Normally we blog here about the latest products and services to be found at the Southern and Northern Manufacturing shows. But for this post, in recognition of the fact that this week is National Apprenticeship Week, I’d like to offer a few personal words on the venerable and noble institution of apprenticeships.
For decades we have been told that to achieve success in life, you must have a degree. For years we have been told that “We don’t make things in the UK anymore” and that there is now no need for the practical engineering skills acquired by generations of apprentices. That will, no doubt, come as a surprise to the thousands of successful engineering businesses operating in the UK today. But faced with such nonsense from the media and some quarters of the teaching profession, it’s little wonder that so many youngsters are scared into playing it safe by going to university and getting a degree – any degree. What increasing numbers are discovering, to their cost and ultimately to ours, is that a degree no longer guarantees employment.
The misalignment of skill set to workplace in modern Britain is a massive damper on the engineering sector. One of the biggest challenges facing firms these days is trying to find skilled operators; people who know how to cut metal, how to programme CAM machinery and how to turn drawings into finished products. Ironically, it’s those supposedly redundant apprentice-trained toolmakers who are now enjoying the greatest success as their skills have become more sought after and valued. We need more of them. We won’t get them by perpetuating the myth that the apprenticeship is a second-grade education from an outdated institution.
Just think about it for a second: Civilisation was built over thousands of years, not by degree graduates, but by time-served apprentices; people who had learned their trade by observing, following and doing. The world’s great buildings, priceless works of art, the great advances in engineering, aviation and transportation, even newspapers and the books in our libraries that carry knowledge from one generation to the next. All were made by ex-apprentices. Given the pivotal role that apprenticeships have played in the ascent of human civilisation, why on Earth should they be valued any less highly than degree courses? Yes of course we still need graduate engineers to lead and inspire. But in just the same way that newly commissioned officers are reliant on the guidance of the experienced NCOs under them, they need to be backed up by a solid core of well-trained and experienced engineering workers, well-versed in the skill of translating theory into practical reality. This is the role that the time-served apprentice fulfils – the absolutely vital link that keeps the whole machine of industry turning.
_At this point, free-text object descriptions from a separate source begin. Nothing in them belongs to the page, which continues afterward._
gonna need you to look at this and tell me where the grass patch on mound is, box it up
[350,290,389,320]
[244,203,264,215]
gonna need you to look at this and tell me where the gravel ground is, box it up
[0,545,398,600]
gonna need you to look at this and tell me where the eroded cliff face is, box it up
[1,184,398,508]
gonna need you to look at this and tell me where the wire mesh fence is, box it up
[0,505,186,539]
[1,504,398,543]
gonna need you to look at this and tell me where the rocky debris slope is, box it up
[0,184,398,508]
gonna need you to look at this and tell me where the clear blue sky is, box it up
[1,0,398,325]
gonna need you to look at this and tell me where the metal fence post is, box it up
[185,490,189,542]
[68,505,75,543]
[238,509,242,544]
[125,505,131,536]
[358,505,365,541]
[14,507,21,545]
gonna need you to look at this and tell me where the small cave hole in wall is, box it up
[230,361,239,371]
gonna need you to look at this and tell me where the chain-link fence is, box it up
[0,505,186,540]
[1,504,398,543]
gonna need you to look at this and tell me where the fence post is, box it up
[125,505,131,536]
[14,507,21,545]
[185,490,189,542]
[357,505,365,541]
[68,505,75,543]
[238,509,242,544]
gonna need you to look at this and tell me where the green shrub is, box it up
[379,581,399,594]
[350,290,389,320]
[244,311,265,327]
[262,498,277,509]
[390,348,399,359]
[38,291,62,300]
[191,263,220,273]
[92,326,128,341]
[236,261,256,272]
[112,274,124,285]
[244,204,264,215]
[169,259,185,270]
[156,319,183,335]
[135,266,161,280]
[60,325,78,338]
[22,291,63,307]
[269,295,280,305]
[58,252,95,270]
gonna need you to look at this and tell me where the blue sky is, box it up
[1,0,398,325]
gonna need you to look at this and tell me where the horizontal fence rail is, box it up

Thankfully, things are changing as National Apprenticeship Week and the many organisations up and down the land, such as STEGTA, are proving. Yet this modern generation of apprentices are still facing prejudice, still facing the dismissive snorts of their degree-educated peers and the arrogant put-downs of people who don’t know anything at all about either engineering or apprenticeships but yet feel qualified to look down their noses. Degrees have their place, of course, but real apprenticeships are no less valuable. This week the government announced that the term “Apprenticeship” is to be given the same protected status as “Degree”, which will hopefully draw a line in the sand and ensure that today’s apprenticeships meet the standards required of a high-quality vocational training scheme, equipping youngsters well and providing them with the launch pad for a rewarding engineering career.
For all firms providing apprenticeship schemes, we say “Bravo!” and for youngsters considering joining them, we say “Go for it!” By becoming an apprentice, you’re becoming part of a tradition that stretches back not just decades, but millennia. More importantly, you’re part of the future.
And yes, I was an engineering apprentice!